Bush consults elder statesmen over war
Update: 10 – 13 minutes isn’t very much time to strategize.
This is great the Bush is doing this, but isn’t it a little late?
President Bush received some unusually candid advice on his handling of the Iraq war yesterday after inviting 13 former secretaries of defence and state to the White House.
After one of the most extraordinary gatherings of current and former powerbrokers to have sat around the White House Cabinet table in recent times, Mr Bush said that he took to heart a range of views from figures who collectively have served every US president since John Kennedy.
As part of a vigorous public relations offensive on Iraq Mr Bush spent more than an hour with former defence secretaries including Robert McNamara, the Vietnam-era Pentagon chief under Presidents Kennedy and Johnson, Harold Brown, who oversaw the disastrous Iranian hostage rescue attempt under Jimmy Carter, and William Perry, Bill Clinton’s Defence Secretary, who advised John Kerry during the 2004 election campaign.

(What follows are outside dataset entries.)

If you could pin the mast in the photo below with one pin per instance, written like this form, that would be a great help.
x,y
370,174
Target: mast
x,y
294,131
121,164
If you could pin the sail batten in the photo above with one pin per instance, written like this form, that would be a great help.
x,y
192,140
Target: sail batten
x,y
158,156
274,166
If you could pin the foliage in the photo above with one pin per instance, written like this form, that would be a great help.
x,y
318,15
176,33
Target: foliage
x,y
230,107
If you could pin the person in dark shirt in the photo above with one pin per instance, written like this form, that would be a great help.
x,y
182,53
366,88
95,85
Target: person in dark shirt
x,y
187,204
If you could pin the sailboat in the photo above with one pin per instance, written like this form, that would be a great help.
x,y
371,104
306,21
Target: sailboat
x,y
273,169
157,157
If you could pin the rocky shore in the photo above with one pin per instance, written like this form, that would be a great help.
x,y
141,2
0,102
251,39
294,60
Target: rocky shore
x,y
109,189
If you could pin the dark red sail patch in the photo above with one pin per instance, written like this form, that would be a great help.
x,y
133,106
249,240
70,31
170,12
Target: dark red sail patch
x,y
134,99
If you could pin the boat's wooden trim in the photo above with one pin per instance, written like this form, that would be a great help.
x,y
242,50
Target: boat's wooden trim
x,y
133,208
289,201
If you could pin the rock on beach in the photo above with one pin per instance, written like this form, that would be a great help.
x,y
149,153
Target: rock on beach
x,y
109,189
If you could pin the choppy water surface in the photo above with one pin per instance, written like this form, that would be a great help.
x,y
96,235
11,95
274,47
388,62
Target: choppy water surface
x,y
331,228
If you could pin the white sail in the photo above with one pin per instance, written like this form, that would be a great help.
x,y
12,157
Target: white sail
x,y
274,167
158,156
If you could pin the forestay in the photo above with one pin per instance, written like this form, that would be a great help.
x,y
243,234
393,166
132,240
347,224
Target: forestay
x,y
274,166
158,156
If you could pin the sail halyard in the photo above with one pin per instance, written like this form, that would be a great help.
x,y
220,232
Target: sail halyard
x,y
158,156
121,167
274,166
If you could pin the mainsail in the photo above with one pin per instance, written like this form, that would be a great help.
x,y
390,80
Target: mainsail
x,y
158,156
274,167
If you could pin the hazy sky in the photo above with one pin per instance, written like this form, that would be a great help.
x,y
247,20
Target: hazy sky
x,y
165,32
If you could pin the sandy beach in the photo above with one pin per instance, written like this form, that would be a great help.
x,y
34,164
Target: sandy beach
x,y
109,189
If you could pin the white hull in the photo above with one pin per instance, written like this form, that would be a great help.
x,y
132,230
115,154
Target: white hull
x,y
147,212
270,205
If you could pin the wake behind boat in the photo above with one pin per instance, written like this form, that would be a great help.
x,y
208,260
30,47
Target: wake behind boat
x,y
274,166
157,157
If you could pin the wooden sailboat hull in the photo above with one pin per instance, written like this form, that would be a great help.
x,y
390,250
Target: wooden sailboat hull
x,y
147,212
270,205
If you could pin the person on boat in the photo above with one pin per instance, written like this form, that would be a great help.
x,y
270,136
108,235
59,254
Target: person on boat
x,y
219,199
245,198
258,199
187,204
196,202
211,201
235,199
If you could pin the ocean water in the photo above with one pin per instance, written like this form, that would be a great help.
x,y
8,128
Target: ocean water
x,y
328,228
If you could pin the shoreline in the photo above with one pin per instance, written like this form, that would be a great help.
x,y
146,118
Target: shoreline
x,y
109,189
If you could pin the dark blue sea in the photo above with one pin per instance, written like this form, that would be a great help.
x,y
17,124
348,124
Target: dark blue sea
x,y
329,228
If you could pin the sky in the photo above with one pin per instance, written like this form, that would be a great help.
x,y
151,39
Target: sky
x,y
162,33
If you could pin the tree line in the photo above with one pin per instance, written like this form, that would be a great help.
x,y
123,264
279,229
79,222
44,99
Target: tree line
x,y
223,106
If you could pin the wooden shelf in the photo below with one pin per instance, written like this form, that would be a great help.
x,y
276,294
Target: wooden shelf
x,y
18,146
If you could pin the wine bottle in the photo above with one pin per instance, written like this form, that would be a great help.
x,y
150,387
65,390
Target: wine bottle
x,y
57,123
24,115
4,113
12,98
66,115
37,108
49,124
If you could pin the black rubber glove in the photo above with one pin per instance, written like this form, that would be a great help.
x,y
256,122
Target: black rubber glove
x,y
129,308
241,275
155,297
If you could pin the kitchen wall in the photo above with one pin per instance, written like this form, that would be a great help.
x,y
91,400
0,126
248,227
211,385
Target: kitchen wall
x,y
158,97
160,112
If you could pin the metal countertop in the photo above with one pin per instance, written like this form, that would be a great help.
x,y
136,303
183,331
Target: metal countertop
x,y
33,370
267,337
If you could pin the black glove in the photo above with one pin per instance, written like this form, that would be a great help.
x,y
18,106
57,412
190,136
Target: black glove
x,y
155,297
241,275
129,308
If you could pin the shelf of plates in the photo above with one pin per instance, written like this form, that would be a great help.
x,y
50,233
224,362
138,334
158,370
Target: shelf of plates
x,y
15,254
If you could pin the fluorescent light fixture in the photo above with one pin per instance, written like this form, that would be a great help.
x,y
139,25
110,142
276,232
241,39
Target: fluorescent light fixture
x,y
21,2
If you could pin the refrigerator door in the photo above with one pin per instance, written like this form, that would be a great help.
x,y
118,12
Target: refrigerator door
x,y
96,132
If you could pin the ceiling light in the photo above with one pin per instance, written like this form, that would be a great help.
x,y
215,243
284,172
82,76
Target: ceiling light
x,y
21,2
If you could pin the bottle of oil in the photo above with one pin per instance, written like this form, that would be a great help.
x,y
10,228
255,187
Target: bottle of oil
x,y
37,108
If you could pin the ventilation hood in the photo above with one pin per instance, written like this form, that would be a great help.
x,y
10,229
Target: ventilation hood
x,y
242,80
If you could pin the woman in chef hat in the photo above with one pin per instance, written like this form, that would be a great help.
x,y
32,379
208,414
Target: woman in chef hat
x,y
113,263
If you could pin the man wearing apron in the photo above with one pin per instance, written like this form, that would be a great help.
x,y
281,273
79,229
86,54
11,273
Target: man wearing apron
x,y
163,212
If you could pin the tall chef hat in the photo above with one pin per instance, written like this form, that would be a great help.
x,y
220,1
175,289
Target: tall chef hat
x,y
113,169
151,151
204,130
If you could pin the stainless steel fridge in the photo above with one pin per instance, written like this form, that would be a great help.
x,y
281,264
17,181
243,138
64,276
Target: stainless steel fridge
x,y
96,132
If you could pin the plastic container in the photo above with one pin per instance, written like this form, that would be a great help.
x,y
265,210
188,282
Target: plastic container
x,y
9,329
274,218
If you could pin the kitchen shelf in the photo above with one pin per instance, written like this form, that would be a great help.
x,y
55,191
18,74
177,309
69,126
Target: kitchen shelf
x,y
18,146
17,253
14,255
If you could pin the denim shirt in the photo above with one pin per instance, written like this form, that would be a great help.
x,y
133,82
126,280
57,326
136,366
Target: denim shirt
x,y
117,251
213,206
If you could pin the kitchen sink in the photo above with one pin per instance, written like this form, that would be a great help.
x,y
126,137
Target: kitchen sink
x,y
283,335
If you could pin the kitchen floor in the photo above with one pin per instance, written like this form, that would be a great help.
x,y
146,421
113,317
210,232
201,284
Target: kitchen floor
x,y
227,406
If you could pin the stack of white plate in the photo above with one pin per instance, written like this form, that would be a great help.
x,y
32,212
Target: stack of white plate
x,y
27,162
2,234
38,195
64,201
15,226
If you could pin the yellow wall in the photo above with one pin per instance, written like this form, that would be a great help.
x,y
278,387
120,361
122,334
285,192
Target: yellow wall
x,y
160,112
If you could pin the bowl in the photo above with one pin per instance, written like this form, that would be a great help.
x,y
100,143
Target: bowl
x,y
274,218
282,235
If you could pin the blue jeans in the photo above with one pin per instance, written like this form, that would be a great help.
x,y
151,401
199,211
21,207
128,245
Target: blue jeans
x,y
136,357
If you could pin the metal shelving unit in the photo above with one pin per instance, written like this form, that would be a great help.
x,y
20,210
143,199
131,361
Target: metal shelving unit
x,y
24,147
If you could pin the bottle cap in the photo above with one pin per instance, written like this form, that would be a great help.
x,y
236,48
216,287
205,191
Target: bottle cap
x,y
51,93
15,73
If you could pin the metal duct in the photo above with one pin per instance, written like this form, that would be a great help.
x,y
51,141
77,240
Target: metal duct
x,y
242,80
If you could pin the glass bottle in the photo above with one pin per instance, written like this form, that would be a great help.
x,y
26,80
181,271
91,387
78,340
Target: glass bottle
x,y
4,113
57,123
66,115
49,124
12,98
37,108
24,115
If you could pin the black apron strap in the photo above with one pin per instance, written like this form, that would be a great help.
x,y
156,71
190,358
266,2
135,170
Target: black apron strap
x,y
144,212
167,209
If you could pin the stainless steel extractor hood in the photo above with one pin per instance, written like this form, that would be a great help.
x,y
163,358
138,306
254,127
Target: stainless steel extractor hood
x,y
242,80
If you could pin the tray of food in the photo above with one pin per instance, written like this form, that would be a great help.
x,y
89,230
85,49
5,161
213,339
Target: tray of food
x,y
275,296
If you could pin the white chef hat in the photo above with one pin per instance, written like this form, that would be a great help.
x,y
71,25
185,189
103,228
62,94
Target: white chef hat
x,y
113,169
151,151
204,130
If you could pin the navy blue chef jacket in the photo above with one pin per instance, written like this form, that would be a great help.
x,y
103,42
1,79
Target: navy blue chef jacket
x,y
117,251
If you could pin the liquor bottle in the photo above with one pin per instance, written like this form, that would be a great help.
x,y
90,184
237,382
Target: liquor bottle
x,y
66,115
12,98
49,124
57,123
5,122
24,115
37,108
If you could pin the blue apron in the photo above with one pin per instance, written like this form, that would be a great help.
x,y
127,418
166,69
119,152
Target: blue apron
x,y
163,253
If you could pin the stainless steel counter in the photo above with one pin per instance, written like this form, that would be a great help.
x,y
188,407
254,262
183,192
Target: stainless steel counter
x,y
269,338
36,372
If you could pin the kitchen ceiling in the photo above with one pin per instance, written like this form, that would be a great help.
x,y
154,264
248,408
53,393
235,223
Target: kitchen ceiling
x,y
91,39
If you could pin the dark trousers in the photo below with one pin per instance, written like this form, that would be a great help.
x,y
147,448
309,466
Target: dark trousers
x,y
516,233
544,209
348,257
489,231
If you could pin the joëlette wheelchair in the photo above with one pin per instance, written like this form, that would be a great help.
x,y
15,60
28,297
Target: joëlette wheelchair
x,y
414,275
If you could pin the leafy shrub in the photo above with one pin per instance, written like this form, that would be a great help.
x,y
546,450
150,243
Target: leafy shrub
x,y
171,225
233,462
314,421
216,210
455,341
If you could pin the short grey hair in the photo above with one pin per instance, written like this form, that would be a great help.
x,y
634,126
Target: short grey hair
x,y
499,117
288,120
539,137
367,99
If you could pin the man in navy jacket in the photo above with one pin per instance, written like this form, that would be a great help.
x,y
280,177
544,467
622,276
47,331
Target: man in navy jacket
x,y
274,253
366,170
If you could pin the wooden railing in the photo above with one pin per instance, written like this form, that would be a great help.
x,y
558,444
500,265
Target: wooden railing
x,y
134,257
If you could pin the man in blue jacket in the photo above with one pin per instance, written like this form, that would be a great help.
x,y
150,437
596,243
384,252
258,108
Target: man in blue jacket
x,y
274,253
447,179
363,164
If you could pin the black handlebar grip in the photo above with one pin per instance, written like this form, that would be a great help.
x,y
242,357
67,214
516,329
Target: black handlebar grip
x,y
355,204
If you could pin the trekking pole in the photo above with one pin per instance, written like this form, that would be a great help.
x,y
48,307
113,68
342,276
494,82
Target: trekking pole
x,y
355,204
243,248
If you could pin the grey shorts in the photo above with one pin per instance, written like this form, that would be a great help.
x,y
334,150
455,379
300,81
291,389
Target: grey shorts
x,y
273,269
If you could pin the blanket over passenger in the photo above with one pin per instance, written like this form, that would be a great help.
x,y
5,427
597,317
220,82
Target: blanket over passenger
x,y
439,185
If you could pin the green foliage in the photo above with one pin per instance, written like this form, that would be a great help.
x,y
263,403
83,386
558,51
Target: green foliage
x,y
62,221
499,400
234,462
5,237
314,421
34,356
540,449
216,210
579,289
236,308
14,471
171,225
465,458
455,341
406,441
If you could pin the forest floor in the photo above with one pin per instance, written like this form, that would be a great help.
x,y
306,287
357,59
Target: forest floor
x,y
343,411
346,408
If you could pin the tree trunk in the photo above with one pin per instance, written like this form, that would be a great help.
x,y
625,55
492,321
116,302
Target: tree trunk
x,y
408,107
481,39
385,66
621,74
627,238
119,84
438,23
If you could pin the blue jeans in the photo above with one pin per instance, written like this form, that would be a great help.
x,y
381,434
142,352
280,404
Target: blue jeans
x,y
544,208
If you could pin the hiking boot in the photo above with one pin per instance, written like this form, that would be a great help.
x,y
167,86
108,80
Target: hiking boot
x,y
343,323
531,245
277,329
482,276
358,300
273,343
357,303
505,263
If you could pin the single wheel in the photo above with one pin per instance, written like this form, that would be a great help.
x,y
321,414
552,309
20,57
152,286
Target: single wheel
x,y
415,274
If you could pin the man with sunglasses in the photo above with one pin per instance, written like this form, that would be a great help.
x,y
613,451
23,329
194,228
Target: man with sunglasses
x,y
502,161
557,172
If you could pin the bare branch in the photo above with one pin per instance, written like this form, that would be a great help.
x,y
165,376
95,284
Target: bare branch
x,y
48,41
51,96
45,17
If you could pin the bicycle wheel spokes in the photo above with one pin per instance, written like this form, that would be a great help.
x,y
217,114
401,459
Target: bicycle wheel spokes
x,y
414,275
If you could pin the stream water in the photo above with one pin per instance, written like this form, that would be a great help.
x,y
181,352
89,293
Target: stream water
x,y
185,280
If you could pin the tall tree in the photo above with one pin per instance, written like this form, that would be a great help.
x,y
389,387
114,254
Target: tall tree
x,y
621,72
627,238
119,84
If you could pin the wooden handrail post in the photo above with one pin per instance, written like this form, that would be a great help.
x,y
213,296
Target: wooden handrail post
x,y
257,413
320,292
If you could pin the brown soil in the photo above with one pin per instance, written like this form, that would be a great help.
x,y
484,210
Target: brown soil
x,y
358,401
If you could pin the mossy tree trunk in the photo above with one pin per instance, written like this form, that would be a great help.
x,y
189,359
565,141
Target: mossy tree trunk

Others briefed by Mr Bush and General George Casey, the US commander in Iraq, included Madeleine Albright, Lawrence Eagleburger, Alexander Haig and Colin Powell.
Scott McClellan, Mr Bush’s spokesman, said that the purpose of the gathering was a hope by the White House that the prominent figures would be persuaded that there was “a clear plan in place for victory in Iraq” and would spread the word.
After the meeting Mr Bush preferred to persuade people that it was he who had done the listening.
“Not everybody around this table agreed with my decision to go into Iraq. I fully understand that,” Mr Bush said.
Mr Eagleburger said after the meeting: “You’ve got several hundred years of antagonism between Kurds, Sunnis and Shiites. If you think anybody can predict success at this stage you are wrong.”